Acara yang berlangsung Kamis (13/2/2025) tersebut dihadiri puluhan IT leaders dan menjadi ajang diskusi seputar UU Perlindungan Data Pribadi, termasuk best practice dalam memenuhi regulasi tersebut.
Baca Juga: NTT DATA Ignite 2024: Pentingnya Implementasi Generative AI yang Bertanggung Jawab
Aturan yang harus dijalani
Sesuai UU Perlindungan Data Pribadi, organisasi atau perusahaan yang mengumpulkan data pribadi disebut Pengendali Data Pribadi maupun Pemroses Data Pribadi.
Pada posisi tersebut, perusahaan harus mematuhi sekitar 38 kewajiban.
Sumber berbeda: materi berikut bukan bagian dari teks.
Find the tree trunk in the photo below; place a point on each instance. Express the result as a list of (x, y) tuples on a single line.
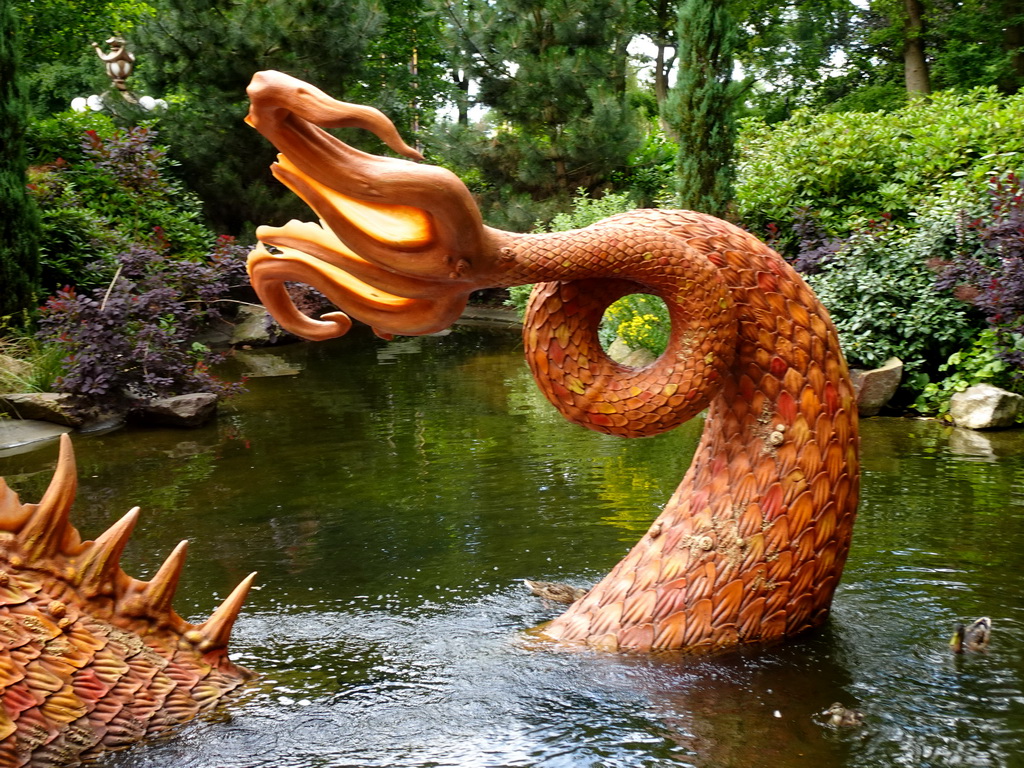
[(914, 64)]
Tuaman menggarisbawahi, UU PDP tidak cuma mengatur pengamanan data yang selama ini sering menjadi fokus pembicaraan.
“Namun juga menyangkut penyampaian informasi, transparansi, akuntabilitas, sampai pemenuhan permintaan penghapusan,” tambah Tuaman.
Hal lain yang perlu dipahami adalah UU PDP Indonesia lebih luas dibanding regulasi sejenis di negara lain.
Selain mengatur data pribadi dalam konteks transaksional (pengumpulan data terkait kegiatan bisnis) seperti negara lain, UU PDP di Indonesia juga mencakup aspek hak pemilik data dan perlindungan dari tindak kejahatan.
“Karena itu, sanksi hukum dari UU PDP di Indonesia meliputi sanksi pidana, administratif, maupun perdata,” tambah Tuaman.
Sanksi pidana dapat dijatuhkan pada empat bentuk kejahatan terkait data, yaitu mengumpulkan data pribadi secara ilegal, mengungkapkan data pribadi, menggunakan data pribadi yang bukan miliknya, serta membuat data pribadi palsu.
Hukumannya berbentuk pidana penjara maksimal 4-6 tahun serta denda maksimal Rp 4-6 miliar.
Untuk sanksi administratif, terdapat empat jenis sanksi. Pertama adalah peringatan tertulis, kedua penghentian sementara kegiatan pemrosesan data pribadi, ketiga pemusnahan data pribadi, dan keempat adalah denda administratif dengan nilai maksimal 2 persen dari pendapatan global.